EPÍLOGO
No me podía imaginar que en mis últimos días asistiría a un viraje rotundo de los designios de este mundo. Nunca me he preocupado por los años que me tocaría vivir, y el hecho de pasar generosamente de los setenta ya ha sido bastante inesperado para mí. Pero imaginar, además, que en mi vejez la humanidad se levantaría y cambiaría como lo ha hecho, no entraba de ningún modo en mis cálculos. Supongo que, a medida que nos hacemos mayores, perdemos la confianza en las mudanzas dramáticas, y creemos que la propia placidez también es una condición humana general. Es decir, intuimos que ya nada puede cambiar de verdad, ya que nosotros somos incapaces de cambiar. Pero permitid que ahora vuelva un montón de años atrás, cuando esperaba en las playas de la venturosa ciudad de Olinda. Recapitulemos y vayamos por partes.
Entrábamos en el segundo año de reinado de S. M. Fernando VI, soberano de las Españas y de las Indias. Yo estaba en las playas de la capitanía de Pernambuco, con mi equipaje a punto, a la espera de la barca que tenía que recogerme. Tenía que abandonar las latitudes brasileñas con un par de mudas completas, mi tricornio gastado y una bolsa vacía de piezas de plata. Después de la búsqueda del misterioso Félix Dufoy, de sus brotes de café y de su vaporosa historia, regresaba a casa más pobre que antes, pero sobre todo más desconcertado, porque no había encontrado ni al personaje anhelado ni sus verdades. Volvía a ser el de siempre, Antoni de Gilabert, mercader de origen catalán, establecido en la isla de Cuba. Mi fantasía volvía al estadio original o, peor aún, volvía a casa acompañada de un notable fracaso.
El encuentro con Rosa Fortaleza me había producido una fuerte decepción, a pesar de la vivida sensación de haber conocido a una persona excepcional, tal vez más fuerte y singular que el célebre Félix. En mi pensamiento aún albergaba interrogantes. La Rosa en cuestión había sido sincera, sin duda, tal como se había expresado. Sus palabras cálidas destilaban franqueza por los cuatro lados. ¿Pero me había escondido algo, tal vez? ¿Me había impedido la visión y el tacto del mejor fruto del café? Y, si era así, ¿por qué? Una sombra parecía empañar la mirada franca y directa de aquella mujer.

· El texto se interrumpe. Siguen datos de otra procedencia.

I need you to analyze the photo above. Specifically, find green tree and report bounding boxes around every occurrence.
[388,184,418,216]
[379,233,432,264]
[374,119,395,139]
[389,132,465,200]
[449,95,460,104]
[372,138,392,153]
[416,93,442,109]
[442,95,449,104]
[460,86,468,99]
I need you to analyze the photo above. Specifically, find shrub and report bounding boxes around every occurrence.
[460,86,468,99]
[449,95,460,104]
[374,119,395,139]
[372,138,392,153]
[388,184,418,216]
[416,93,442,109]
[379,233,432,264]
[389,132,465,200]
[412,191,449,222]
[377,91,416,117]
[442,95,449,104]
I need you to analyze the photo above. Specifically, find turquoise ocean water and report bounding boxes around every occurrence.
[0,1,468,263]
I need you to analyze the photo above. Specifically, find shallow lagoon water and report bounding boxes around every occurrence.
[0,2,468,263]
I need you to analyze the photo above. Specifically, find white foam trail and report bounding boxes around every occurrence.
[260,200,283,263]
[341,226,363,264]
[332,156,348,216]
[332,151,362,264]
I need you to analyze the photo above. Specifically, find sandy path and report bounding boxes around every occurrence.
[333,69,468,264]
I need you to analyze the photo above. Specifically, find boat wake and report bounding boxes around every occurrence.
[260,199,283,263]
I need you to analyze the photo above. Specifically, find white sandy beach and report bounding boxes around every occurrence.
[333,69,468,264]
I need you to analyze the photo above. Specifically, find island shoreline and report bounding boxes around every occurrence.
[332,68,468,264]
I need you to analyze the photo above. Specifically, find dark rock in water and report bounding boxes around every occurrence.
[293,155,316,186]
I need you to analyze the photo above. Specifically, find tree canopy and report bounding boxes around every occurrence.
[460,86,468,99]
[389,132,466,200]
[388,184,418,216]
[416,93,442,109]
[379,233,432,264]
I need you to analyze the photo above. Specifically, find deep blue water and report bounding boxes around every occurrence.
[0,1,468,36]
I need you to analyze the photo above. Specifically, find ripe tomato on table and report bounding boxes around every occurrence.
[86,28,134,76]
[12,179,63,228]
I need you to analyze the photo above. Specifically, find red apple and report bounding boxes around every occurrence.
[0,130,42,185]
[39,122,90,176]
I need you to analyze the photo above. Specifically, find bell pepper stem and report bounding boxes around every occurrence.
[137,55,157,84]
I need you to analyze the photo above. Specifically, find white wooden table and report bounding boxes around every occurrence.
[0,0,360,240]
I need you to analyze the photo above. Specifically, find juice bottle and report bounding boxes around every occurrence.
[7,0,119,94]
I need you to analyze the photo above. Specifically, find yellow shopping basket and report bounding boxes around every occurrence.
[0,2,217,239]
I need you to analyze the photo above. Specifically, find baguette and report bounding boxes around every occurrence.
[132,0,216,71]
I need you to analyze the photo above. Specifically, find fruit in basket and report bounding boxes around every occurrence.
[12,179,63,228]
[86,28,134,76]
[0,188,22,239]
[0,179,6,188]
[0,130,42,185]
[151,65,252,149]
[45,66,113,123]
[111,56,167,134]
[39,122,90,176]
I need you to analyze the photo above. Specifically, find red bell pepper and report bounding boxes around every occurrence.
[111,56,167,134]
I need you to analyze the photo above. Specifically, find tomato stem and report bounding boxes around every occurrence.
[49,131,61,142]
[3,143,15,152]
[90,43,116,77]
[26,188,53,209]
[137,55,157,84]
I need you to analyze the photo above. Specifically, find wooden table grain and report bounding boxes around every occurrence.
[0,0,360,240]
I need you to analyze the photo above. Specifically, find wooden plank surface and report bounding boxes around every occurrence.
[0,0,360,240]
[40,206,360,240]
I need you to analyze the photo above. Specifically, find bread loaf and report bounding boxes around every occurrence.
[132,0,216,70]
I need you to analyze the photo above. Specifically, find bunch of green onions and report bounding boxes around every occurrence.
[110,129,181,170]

Los marineros empezaron a cargar mis pertenencias, y yo los miraba distraído. ¿Qué había pasado en el quilombo de Palmares? Mirando atrás, aquella conversación con la tal Rosa me parecía precipitada, como si por mi parte no hubiese explotado todo lo que podía sacar de ella. ¿Quién era aquella mujer blanca, tumbada en el fondo de la cabaña? Por algún motivo, durante todo el periplo de regreso hasta la costa, la estampa de aquella anciana me había estado dando vueltas en la cabeza, y aún la tenía presente en mis recuerdos. Tampoco podía dejar de pensar en el café memorable de Félix Dufoy. ¿Había desaparecido totalmente, se había disipado bajo la capa del cielo? La antigua esclava, que parecía tan dotada de luces, ¿no había conservado ni un brote? ¿Y por qué había matado a su amo? Si se había librado de él para lucrarse con la planta, como decían algunos, ¿a qué jugaba? ¿Por qué no había querido negociar conmigo?
Fue justo entonces, a punto de partir y con la cabeza llena de tribulaciones, cuando oí que se acercaba alguien corriendo por la playa. Un negro sudado de arriba abajo se me plantó delante y me interpeló.
- Con permiso, señor. -Tomó aliento-. ¿Sois vos, Antoni de Gilabert?
- Lo soy.
- La señora Rosa os llama.
- ¿Cómo? -Fruncí las cejas e hice una seña a los descargadores.
- Rosa Fortaleza.
- Ya, ya. ¿Está aquí, en Olinda?
- No, amo, todavía está en la zona de Palmares. -El negro resopló-. Quiere que subáis vos.
Me quedé parado. Los estibadores me preguntaron qué tenían que hacer con mi equipaje, y les hice un gesto de espera.
- Por Dios -le dije al negro-. ¿Cree que he perdido el juicio? ¿Qué quiere la señora?
- No lo sé, amo.
Dentro de mí, el mercader corriente y el aventurero sostenían una lucha a ultranza. Como primera medida hice desembarcar el equipaje y, ante la extrañeza de los presentes, anulé el pasaje. Hecho esto, despacio, la cautela se fue apagando mientras crecía la expectación. No sabía lo que me esperaba, allá en los confines del orden y la ley, y bien podía ser que regresara otra vez con las manos vacías. Bien podía tropezar dos veces con la misma piedra. Además, el mensajero negro me dejó bien claro que él no me acompañaría, y que me las tendría que componer solo.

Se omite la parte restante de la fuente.